Page:Houdar de La Motte - Œuvres complètes, 1754, tome 9.djvu/284

La bibliothèque libre.
Cette page n’a pas encore été corrigée

N’allez pas vous répandre en de trop longs propos ;
Plus le sens est précis, et moins il nous échappe.
Gagnez-vous la mémoire en ménageant les mots.
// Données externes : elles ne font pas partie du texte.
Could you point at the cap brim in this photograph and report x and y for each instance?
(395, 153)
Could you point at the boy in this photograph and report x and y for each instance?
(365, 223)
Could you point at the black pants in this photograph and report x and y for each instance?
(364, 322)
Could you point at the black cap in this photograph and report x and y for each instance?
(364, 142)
D’elle-même parfois la fable est évidente ;
Le sens en saute aux yeux, et l’art
Défend alors qu’on le commente.
J’observe ici cette regle prudente.
Qui n’entendra pas mon renard ?
Un renard grand docteur, mais déja chargé d’âge,
Ne pouvant plus comme autrefois,
Assiéger les oiseaux, ni chercher loin ses droits,
De la ruse essaya l’usage.
Il se mit à prêcher, dit-on,
Contre la guerre injuste et l’appetit glouton.
Outre une morale si belle,
Il avoit forte voix, geste libre et bon ton,
L’air humble et grand dehors de zéle :
Pere renard se fit bien-tôt un nom ;
On dit que le lion eut desir de l’entendre ;
Pere renard refusa cet honneur.
Il avoit ses raisons, et qu’il sçut faire prendre
Pour crainte de s’enfler le cœur.
Outardes, poules, et mainte oye
S’en venoient en foule au sermon ;
On n’appréhendoit point de devenir sa proye ;
Son texte rassuroit tout l’auditoire oison.